This book is not about just passively accepting things the way they are, as some reviewers below have implied. On the contrary, by helping you get rid of unproductive thoughts that drain your energy and enthusiasm, the book helps you to get on to actually doing something positive about the problems in your life and in our world.

Rating: 1 stars
Summary: Just another Self-Help book
Review: I know everyone loves this book, but I was so bored with it. I think this book is about as basic as they come and, call me superficial, but I think Byron Katie is "Loving What's On The Cover". I'm not bitter against the woman, but putting yourself on the cover of a book with this title is asking for a joke or two. Anyway, about the book, I owned it, and I'm giving it to charity. I've read more than my fair share of self-help books, and this one, it's just NOT the one.

Rating: 5 stars
Summary: Freedom Through Self Observation
Review: If your spiritual practice includes self observation you will find that this book can help deepen your practice in subtle and surprisingly transformative ways. I have found release from many modes of suffering that have haunted me for years. Neurotic knots I didn't even know I had untied themselves and washed away. I have found the Work to be simple but very effective. The examples in the book are very helpful.

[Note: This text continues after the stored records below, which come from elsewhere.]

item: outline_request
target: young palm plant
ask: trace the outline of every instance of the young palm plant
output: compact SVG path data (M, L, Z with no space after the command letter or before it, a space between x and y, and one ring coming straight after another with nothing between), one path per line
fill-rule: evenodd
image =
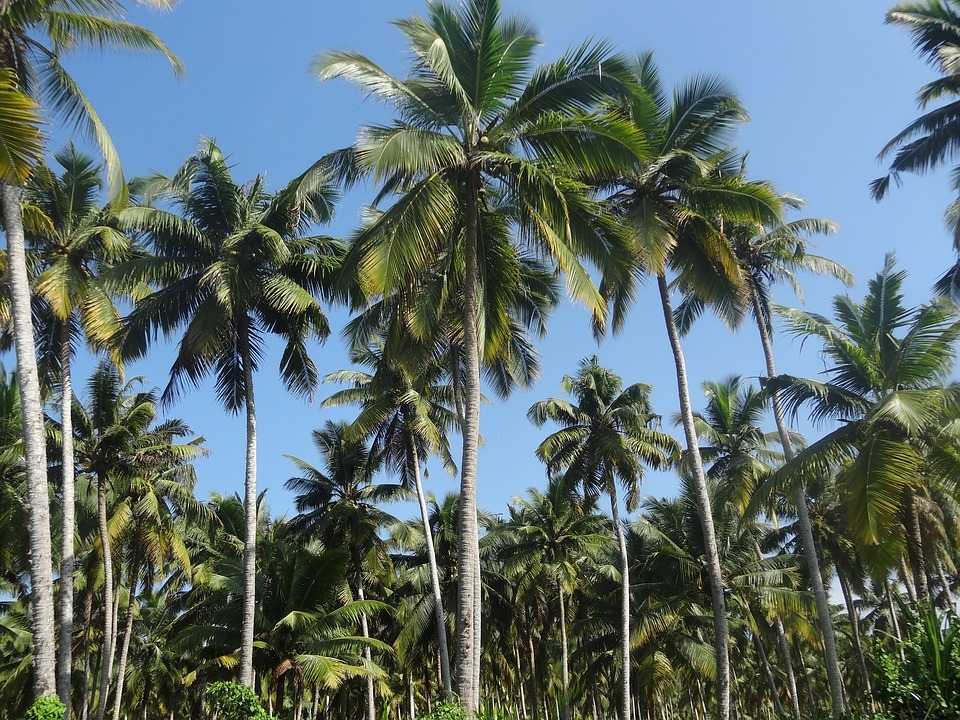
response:
M124 227L146 234L155 255L123 263L116 282L157 287L143 294L126 319L124 354L142 357L158 333L182 332L164 399L212 374L221 404L229 412L246 412L246 604L239 671L249 686L257 536L253 378L265 335L274 334L285 343L280 377L286 387L309 396L319 382L307 342L329 334L317 298L330 297L342 253L336 241L304 234L330 218L335 195L317 166L274 194L262 177L239 185L227 158L209 140L172 177L155 175L137 189L146 200L172 209L148 204L120 213Z
M621 61L585 44L535 68L539 39L524 21L505 18L498 0L460 7L437 2L426 18L398 21L415 58L405 79L354 52L330 52L314 65L322 80L345 78L397 114L361 131L344 157L351 177L372 176L379 199L395 197L356 238L351 265L375 295L415 287L437 257L453 249L462 264L464 424L461 475L457 693L476 708L479 628L475 628L476 473L482 347L480 293L488 246L482 218L503 198L503 224L566 274L571 293L598 317L604 303L581 257L605 267L612 248L597 230L592 202L566 168L616 172L633 142L624 123L583 117L621 87ZM451 236L450 229L458 232Z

I feel that some commentary must be put here to counter the dreadful review offered by "jaguarwoman" below. Here is a quote from the review - "Granted, I did not read every word in the book, and perhaps she addresses this at some point, but after an hour of perusing this book....". How on Earth does this person think that an hours worth of shallow skimming and no practice qualify her to write a review? If "jaguarwoman" had bothered to study the book in detail she would see that Byron Katie says that her Work is not for everyone.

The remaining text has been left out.